When it comes to racial oppression and apartheid, though, we as a nation supposedly have (eventually) achieved a shared corporate view on that issue, and we’re agin it.

So it could be argued that “Don’t glorify oppression of black people” represents an officially American consensus view in a way that “Don’t murder babies in abortion clinics” does not.

If it were anywhere near a consensus, we wouldn’t be having this discussion. It’s heartbreakingly sad, but it’s true. The hopeful aspect of it is that the arguments for preserving the glorification of slavery are indirect and dishonest, or rationalizations based on “preserving (a false) history” - the proponents don’t dare to be honest, and maybe can’t admit even to themselves that it’s what they really mean.

I’m afraid I don’t agree with that on any front.

First, if I have to choose between violating someone’s religious freedom on the one hand, and permitting mass murder on the other hand, religious freedom is gettin violated.

Second, there are arguments (which I find imminently unpersuasive, but they exist) against legal abortion that are not premised on religious beliefs.

Third, I don’t think we’ve achieved a shared view on non-oppression. Polls generally show a small majority of Americans support maintaining Confederate monuments. I haven’t seen polls for Chapel Hill, that pat of butter in a sea of grits, that secondary state zoo, but based on growing up there and based on the protests, I think the stats would be a little different there than they are nationwide.

Fourth, I don’t think what’s right should always be put to a vote. The fact that it can’t even be resolved democratically, given our legislature’s antidemocratic voter suppression, means this question is academic; but even if we could, the right thing to do isn’t decided by majority rule.

Black vote participation went up 8% from 2004-2016 and was higher than white voter participation in both 2008 and 2012. Black voter participation in North Carolina in 2016 was higher than in the country as a whole and has been significantly higher than the rest of the country since 2004.
This is just whining because your side did not win elections.

No it isn’t.

If you want monuments to white supremacy to remain standing, then go ahead and advocate for the preservation of monuments to white supremacy. Which side are you on?

Whatever, dude. On the one hand there are your cherry-picked and uncited statistics. On the other hand is a broad pattern that’s led to outrage from judges who have studied the case.

Increased black voter participation, and voter suppression, are clearly not contradictory, as a moment’s thought will tell you.

I do not think you understand how Gerrymandering works.
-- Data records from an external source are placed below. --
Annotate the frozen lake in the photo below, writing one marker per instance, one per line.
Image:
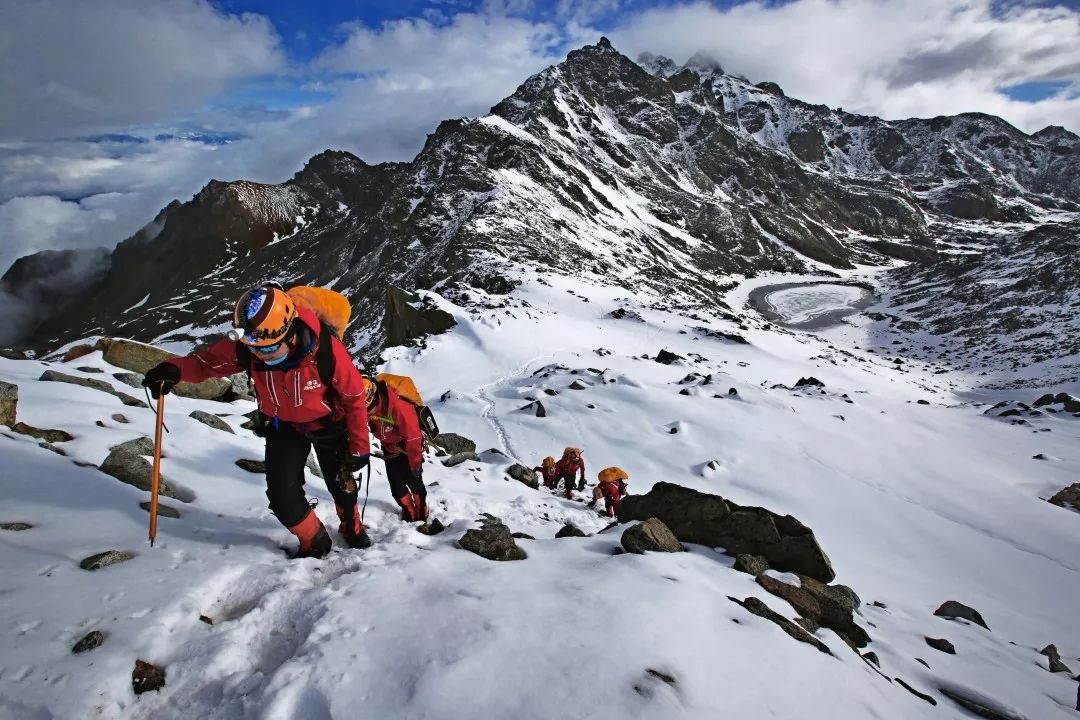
(810, 306)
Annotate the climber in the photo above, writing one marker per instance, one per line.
(394, 422)
(611, 487)
(547, 471)
(309, 394)
(567, 467)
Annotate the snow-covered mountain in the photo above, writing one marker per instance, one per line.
(646, 175)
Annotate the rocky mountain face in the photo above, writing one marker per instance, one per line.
(644, 174)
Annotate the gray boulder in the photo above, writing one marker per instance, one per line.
(651, 534)
(9, 403)
(524, 475)
(707, 519)
(493, 541)
(953, 610)
(211, 421)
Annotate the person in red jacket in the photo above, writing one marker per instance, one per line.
(394, 422)
(611, 487)
(277, 344)
(570, 464)
(547, 470)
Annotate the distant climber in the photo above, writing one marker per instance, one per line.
(611, 488)
(547, 471)
(395, 423)
(570, 464)
(287, 350)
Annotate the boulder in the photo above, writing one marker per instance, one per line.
(953, 610)
(757, 607)
(53, 376)
(941, 644)
(89, 641)
(139, 357)
(408, 317)
(651, 534)
(754, 565)
(454, 443)
(105, 559)
(570, 531)
(9, 403)
(1068, 497)
(46, 435)
(147, 677)
(493, 541)
(211, 421)
(707, 519)
(524, 475)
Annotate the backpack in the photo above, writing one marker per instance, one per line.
(406, 390)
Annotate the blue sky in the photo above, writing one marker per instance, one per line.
(251, 89)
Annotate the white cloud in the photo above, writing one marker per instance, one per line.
(893, 58)
(73, 67)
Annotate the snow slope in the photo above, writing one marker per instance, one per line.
(916, 504)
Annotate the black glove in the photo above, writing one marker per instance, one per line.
(161, 378)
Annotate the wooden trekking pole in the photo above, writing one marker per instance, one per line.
(157, 463)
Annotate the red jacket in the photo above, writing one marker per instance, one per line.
(564, 469)
(394, 422)
(296, 395)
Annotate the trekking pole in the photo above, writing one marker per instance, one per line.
(157, 463)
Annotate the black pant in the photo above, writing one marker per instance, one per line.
(286, 454)
(402, 479)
That’s what is happening here.

In addition, voter suppression will make those numbers smaller than they might have been.

I would also like to know what norms you believe should exist, or in the alternative what norms you contend members of society should follow.

I want all monuments to remain standing unless removed by process that is not illegal. I’m in the side of deciding which monuments stay by the same process we decide whether we can have plastic straws and whether we can break someone’s nose in response to their support of a particular sports team.

the interesting thing is the monument was not put up soon after the war, it was put up 50 years later. Why was that? The same is true for a lot of civil war monuments.

To a lesser degree, I’ve stated them here. To a greater degree–the extent to which you believe something like that the highest morality is following the law, and that any lesser morality is cannot be subjected to debate–I have no interest in rehashing that conversation, which we’ve had many times before.

If there’s a particular viewpoint here that you disagree with, something specific, please quote it, and I’ll see if I think it’s worth addressing.

Did you similarly object to Russians tearing down statues of Stalin, or East Germans taking sledgehammers to the Berlin Wall (which, note, is not how the Wall fell–it was way too heavy to be felled by a few sledgehammers, whose damage was primarily cosmetic)? Did you similarly object to Iraqis tearing down statues of Saddam?